Una nueva experiencia con Daniel Melero
(Por Nicolas de Sanctis) El original músico y compositor se
presentó con su banda, el viernes pasado, en El Gran Salón de la
Plataforma Lavardén. En un show intenso y seductor, aprovechó para
tocar su último álbum titulado Supernatural, y
repasar su discografía.
El Gran Salón del Teatro Lavardén se
ha convertido en una excelente noticia para todos los rosarinos
amantes de la buena música.
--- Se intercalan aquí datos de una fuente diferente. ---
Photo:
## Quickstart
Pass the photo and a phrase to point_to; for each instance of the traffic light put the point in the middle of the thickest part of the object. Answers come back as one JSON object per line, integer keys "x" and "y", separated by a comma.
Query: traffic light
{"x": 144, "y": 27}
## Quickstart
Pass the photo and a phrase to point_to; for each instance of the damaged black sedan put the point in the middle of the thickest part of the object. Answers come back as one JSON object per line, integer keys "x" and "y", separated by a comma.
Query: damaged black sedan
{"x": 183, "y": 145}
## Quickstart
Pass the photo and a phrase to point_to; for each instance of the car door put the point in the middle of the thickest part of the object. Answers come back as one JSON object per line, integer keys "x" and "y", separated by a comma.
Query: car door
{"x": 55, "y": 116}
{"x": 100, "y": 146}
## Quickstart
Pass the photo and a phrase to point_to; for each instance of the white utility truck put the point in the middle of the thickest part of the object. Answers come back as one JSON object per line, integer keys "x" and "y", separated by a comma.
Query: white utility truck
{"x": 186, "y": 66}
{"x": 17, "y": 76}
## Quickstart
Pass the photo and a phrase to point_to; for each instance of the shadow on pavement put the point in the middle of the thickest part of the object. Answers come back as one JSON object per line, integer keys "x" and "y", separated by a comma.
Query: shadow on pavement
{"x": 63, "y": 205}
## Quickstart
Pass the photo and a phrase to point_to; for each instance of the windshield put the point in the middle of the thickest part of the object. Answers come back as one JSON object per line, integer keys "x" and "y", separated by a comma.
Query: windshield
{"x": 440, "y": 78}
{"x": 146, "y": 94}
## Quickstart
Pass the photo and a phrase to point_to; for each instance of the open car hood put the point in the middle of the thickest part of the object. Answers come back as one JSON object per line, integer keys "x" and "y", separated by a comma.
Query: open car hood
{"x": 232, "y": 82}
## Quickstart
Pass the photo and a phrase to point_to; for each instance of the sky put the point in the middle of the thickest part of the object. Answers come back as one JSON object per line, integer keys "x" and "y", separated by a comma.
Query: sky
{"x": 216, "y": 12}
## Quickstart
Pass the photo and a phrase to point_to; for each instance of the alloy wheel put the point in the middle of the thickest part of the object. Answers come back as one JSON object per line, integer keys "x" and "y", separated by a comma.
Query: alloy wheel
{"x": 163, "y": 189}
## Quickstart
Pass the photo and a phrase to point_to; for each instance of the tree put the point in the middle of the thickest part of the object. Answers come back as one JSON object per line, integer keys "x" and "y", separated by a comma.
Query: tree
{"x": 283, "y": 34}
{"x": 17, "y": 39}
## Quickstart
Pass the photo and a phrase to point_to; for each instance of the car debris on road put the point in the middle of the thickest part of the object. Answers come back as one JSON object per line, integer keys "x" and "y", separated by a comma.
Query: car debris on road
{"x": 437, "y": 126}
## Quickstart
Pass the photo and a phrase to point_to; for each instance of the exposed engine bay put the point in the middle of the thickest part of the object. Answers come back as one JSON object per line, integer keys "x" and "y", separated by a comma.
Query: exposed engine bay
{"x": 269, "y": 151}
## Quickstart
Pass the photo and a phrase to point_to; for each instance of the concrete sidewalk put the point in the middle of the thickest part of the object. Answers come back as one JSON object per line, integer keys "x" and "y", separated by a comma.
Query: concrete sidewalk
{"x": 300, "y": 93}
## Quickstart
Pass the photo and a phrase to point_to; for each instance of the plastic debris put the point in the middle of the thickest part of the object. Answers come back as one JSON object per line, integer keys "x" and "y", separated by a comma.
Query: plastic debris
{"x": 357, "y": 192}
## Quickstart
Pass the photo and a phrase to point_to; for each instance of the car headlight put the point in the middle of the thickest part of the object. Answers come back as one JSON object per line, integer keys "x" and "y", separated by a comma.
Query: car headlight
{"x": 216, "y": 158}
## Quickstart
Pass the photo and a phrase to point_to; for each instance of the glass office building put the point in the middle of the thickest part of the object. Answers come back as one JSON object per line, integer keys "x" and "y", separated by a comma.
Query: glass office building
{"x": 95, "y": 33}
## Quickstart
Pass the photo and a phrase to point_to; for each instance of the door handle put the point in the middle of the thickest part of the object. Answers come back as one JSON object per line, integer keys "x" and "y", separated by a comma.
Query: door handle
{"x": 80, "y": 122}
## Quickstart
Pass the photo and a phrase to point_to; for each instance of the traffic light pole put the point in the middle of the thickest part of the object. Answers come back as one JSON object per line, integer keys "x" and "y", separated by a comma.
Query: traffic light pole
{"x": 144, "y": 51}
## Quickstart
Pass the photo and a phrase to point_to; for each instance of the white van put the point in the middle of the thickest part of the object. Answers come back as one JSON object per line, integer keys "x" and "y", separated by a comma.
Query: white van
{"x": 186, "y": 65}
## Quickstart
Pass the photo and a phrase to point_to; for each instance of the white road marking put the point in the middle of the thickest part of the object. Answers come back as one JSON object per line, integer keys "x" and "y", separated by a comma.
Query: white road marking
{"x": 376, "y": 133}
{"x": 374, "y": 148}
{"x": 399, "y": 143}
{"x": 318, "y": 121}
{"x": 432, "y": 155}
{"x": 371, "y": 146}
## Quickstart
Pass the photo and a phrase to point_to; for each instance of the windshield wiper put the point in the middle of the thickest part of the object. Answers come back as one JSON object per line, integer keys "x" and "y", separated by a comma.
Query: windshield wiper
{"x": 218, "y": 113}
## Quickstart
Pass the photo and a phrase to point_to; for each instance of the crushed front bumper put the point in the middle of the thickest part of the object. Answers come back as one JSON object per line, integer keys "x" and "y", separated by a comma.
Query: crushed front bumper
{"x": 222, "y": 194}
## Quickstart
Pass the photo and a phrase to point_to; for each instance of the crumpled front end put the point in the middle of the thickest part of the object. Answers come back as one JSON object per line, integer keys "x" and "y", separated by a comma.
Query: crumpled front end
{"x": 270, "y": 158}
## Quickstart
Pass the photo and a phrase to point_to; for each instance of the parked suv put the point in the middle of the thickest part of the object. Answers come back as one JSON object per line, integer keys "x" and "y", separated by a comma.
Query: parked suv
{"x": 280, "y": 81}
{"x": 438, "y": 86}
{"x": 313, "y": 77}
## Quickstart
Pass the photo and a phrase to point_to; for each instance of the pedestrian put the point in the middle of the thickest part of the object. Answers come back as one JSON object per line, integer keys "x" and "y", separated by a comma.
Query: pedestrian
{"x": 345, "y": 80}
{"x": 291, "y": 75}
Este sofisticado recinto, ubicado en el
quinto piso del edificio e inaugurado hace muy poco tiempo, se
constituye como un espacio ideal para observar a los artistas de una
forma íntima y placentera. El salón permanece a oscuras, y está
repleto de modernas mesas con velas. Como si fuera poco, uno puede
tomarse un trago y hasta comer alguna entrada.
Allí, el prestigioso músico Daniel
Melero salió a escena para brindar un innovador y sorprendente show
donde interpretó canciones pertenecientes a su vasto repertorio y a
su último trabajo Supernatural.
Estuvo acompañado por una prolija y joven banda integrada por Tomás
Barry (guitarra), Félix Cristiani (bajo), Guillermo Rodríguez
(sintetizador), Yuliano Acri (sintetizador) y Silvina Costa
(batería).
El recital comenzó con la potencia
electro-pop de “Palabras”, un tema oscuro y bailable, al mejor
estilo Los encargados,
banda con la que el músico protagonizó una de las propuestas más
originales de los años 80. Vestido de elegante traje y lentes,
agradeció la presencia a la centena de espectadores, en su mayoría
jóvenes. Sin demoras dio paso a “Esta piel” y a las próximas
canciones.
El recital se movió constantemente
entre las composiciones más electrónicas, densas y penetrantes, y
las luminosas baladas pop tan características del artista. Además,
la banda no contaba con una lista de temas premeditada, sino que los
mismos surgían en el momento, ante la mirada cómplice de los
músicos y las indicaciones de un Melero inspirado.
El show de desplegó con elegancia y
misterio. La gente nunca dejó de estar atenta, situación que todo
artista añora, y se sumergió en el viaje experimental y moderno que
ofreció quien fuese uno de los productores más influyentes de la
carrera de Soda Stereo.
A Melero se lo notaba como un viejo zorro, músico de mil batallas,
que, rodeado de una banda compuesta por chicos de no más de 30 años,
se movió con soltura y elegancia, histriónico e incisivo.
“Habitantes”, “No dejes que
llueva”, “Tenés” y “Río”, fueron las próximas canciones
que sonaron, interpretadas a la perfección por la banda. El show
tuvo mucho de improvisación, de espontaneidad. Las canciones a veces
se alargaban más de la cuenta, e incluso se produjeron algunos
“pasajes instrumentales”
que unían a una canción con otra, sin dejar espacio a silencios ni
conclusiones.
Daniel Melero se dedicó básicamente a
cantar e interpretar, aunque, acompañado por un pequeño
sintentizador, también se sumaba a los experimentos de su banda,
plagados de sonidos espaciales.
Se nota que este ya legendario
compositor, se siente cómodo dentro de la confusión, del desorden y
la naturalidad, aunque siempre sale bien parado. Su voz, grave y
desgarradora, fue una invitación a la sensibilidad y a la expresión.
Uno no está acostumbrado a ver a esta clase de artistas arriesgados,
que modifican las canciones sobre la marcha, que charla con sus
músicos durante el show o que improvisa melodías y susurros en
plena performance.
Lo asombroso de todas estas
particularidades, es que se desarrollaron con fluidez y belleza,
provocando una experiencia divertida y reveladora para los
afortunados que se llegaron hasta el Lavardén.
De esta forma,
entre la oscuridad y la luz, la justeza y el error, el recital fue
llegando a su fin. “Vamos a terminar con un tema que no estaba
previsto”, señaló Melero antes de darle comienzo a la última
canción. Y allí, una vez más, la banda se sumergió en un tema
instrumental larguísimo, mientras a medida que pasaban los minutos
los integrantes del grupo se iban retirando, de a uno, zampleando
sonidos y dejando que la música termine siendo, nuevamente, la
única protagonista sobre el escenario.